Way forward for India – Recommendation
In a concerted effort to bolster LiB localization and fortify the supply chain, several key recommendations have emerged as catalysts for India’s electric vehicle industry growth.
- Firstly, the effectiveness of the Production-Linked Incentive (PLI) scheme for Advanced Chemistry Cell (ACC) production cannot be underestimated. While it undoubtedly promotes battery manufacturing capabilities in India, expanding its scope to include smaller players is essential. Beyond this, a more holistic approach is warranted.
The scheme should encompass not only cell manufacturing but also extend support to upstream suppliers, such as Cathode Active Material (CAM) and pre-CAM producers, and downstream participants, including battery recyclers.

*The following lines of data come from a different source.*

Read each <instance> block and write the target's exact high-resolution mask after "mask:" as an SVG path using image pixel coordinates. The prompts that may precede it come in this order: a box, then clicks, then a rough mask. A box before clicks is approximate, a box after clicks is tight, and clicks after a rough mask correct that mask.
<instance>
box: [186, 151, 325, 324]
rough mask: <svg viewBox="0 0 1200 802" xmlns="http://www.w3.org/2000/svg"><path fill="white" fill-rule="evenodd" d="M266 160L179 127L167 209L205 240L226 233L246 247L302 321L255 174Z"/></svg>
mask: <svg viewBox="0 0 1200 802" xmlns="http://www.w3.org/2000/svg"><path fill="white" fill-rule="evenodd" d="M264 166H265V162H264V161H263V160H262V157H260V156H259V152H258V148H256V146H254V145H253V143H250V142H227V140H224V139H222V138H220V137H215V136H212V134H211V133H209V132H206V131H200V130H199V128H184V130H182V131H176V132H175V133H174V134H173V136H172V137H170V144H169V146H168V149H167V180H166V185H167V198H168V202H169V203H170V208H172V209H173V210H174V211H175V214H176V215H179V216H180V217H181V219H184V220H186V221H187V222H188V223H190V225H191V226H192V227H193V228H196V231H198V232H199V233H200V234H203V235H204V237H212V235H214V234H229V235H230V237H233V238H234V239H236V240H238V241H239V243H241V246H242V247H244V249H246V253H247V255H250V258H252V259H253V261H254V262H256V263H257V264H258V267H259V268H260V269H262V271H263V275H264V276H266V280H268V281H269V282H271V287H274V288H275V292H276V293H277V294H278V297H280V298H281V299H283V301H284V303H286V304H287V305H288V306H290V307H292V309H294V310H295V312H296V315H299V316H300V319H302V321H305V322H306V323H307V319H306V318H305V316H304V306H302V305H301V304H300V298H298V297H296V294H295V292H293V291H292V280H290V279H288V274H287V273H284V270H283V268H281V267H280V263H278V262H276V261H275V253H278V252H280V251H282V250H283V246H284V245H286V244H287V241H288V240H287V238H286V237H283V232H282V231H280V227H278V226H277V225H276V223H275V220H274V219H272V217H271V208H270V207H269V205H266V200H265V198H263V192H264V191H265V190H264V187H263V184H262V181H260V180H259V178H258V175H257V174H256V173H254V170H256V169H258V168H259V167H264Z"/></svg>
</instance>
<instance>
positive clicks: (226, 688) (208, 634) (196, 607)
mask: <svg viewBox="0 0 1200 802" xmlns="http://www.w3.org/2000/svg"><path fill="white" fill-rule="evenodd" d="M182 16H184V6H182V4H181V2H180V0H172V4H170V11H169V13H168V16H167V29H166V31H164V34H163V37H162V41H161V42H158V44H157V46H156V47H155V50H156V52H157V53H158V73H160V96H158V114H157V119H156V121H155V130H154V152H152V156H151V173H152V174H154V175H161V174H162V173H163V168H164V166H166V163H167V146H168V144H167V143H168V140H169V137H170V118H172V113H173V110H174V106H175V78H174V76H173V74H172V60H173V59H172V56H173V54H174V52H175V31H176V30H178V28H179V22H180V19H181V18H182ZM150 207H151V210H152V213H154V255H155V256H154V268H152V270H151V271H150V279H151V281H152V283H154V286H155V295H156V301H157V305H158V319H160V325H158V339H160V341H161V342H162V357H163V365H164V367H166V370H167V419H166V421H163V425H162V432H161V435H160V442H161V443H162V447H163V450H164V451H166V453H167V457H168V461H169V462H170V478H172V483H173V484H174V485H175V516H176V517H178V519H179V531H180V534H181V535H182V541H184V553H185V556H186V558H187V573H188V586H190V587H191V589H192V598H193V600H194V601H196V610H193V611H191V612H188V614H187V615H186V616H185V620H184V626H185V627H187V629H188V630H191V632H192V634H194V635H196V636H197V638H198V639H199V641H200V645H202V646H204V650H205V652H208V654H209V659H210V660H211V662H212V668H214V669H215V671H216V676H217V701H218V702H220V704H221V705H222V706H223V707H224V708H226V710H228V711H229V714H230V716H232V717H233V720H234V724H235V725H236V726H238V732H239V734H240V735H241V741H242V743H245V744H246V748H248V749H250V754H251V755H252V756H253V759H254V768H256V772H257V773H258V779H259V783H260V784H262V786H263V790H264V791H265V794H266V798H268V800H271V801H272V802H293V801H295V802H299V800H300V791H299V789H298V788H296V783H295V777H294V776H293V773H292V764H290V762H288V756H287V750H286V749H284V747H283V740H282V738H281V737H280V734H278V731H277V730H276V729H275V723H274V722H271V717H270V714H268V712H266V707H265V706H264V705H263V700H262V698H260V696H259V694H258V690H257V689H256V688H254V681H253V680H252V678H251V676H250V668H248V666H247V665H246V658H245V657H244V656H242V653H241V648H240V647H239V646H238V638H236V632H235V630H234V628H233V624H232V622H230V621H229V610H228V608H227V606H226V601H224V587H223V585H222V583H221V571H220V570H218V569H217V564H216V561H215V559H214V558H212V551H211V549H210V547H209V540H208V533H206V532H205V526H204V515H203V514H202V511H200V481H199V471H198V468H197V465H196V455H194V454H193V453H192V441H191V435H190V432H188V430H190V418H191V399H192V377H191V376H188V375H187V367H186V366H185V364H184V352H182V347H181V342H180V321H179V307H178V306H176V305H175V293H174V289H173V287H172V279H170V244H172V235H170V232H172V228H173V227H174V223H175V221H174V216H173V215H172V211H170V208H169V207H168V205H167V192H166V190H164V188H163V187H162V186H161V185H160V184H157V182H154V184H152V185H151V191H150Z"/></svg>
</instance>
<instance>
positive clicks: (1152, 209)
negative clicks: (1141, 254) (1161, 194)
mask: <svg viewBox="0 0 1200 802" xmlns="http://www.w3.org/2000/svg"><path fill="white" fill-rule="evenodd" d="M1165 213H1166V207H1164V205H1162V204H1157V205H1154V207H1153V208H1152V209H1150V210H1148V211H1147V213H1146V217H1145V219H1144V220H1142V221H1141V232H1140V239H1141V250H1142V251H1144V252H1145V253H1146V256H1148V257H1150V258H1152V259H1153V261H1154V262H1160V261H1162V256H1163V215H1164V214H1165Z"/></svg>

Furthermore, introducing a fresh PLI scheme that incentivizes the entire value chain for raw material supply would be a strategic move.
- Secondly, India’s EV supply chain potential holds significant promise, especially when combined with export ambitions. To amplify this potential, it’s imperative to integrate small businesses into the PLI for materials and foster an ecosystem that nurtures their growth. The goal should be to expand exports of EV vehicles and components, targeting burgeoning markets in Southeast Asia, LATAM, and MENA regions. To achieve this, substantial investments in research and development, coupled with supply chain enhancements, are crucial for ensuring the competitiveness of Indian products on the global stage.
- Lastly, a series of additional policy interventions are recommended. India should expedite the release of a battery-swapping policy to expedite infrastructure development and provide GST benefits for swapping and charging service providers. Furthermore, fostering the processing industry is pivotal, as it encourages investments upstream in critical minerals. These strategic moves collectively pave the way for India’s ascent in the global EV industry and strengthen the foundation for sustainable growth.